Sudutpandang.co.id, Jombang – Pemerintah Kabupaten Jombang melalui Dinas Pendidikan dan Kebudayaan (Disdikbud) gelar Pameran Cagar Budaya Aksara Gata sebagai upaya pelestarian budaya lokal di tengah arus digitalisasi. Dibuka oleh Asisten Pemerintah dan Kesejahteraan Rakyat Purwanto, didampingi Kepala Disdikbud Jombang Wor Windari. Bertempat di halaman belakang Disdikbud Jombang. Selasa (31/03/2026).
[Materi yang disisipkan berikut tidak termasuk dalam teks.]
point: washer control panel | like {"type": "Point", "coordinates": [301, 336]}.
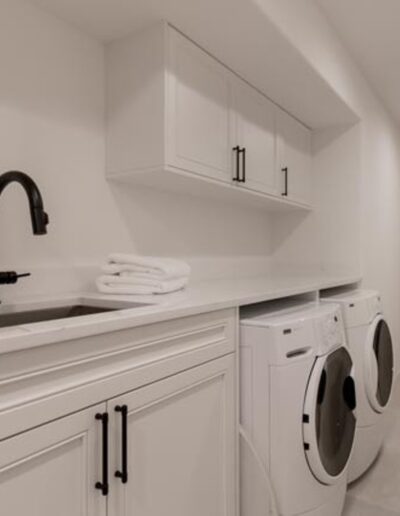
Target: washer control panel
{"type": "Point", "coordinates": [331, 327]}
Pameran di gelar mulai 31 Maret 2026 hingga 2 April 2026, dihadiri ratusan guru dan siswa SMP/SMA se-Kabupaten Jombang.
Asisten Pemerintah dan Kesejahteraan Rakyat Purwanto menymapikan, pagelaran ini bertujuan untuk mengangkat dan memperkenalkan kearifan lokal peninggalan leluhur agar dapat diteruskan ke generasi muda.
“Melalui kegiatan ini, diharapkan generasi muda dapat lebih mengenal sejarah dan nilai-nilai budaya yang terkandung dalam aksara tersebut, sekaligus menjadikannya sebagai bagian dari identitas bangsa yang perlu dijaga bersama,” ujarnya.
Pameran yang berlangsung selama 4 hari ini juga berfungsi sebagai sarana edukasi dan apresiasi bagi pelajar, budayawan, serta masyarakat umum agar semakin memahami pentingnya melestarikan warisan budaya di tengah kemajuan zaman.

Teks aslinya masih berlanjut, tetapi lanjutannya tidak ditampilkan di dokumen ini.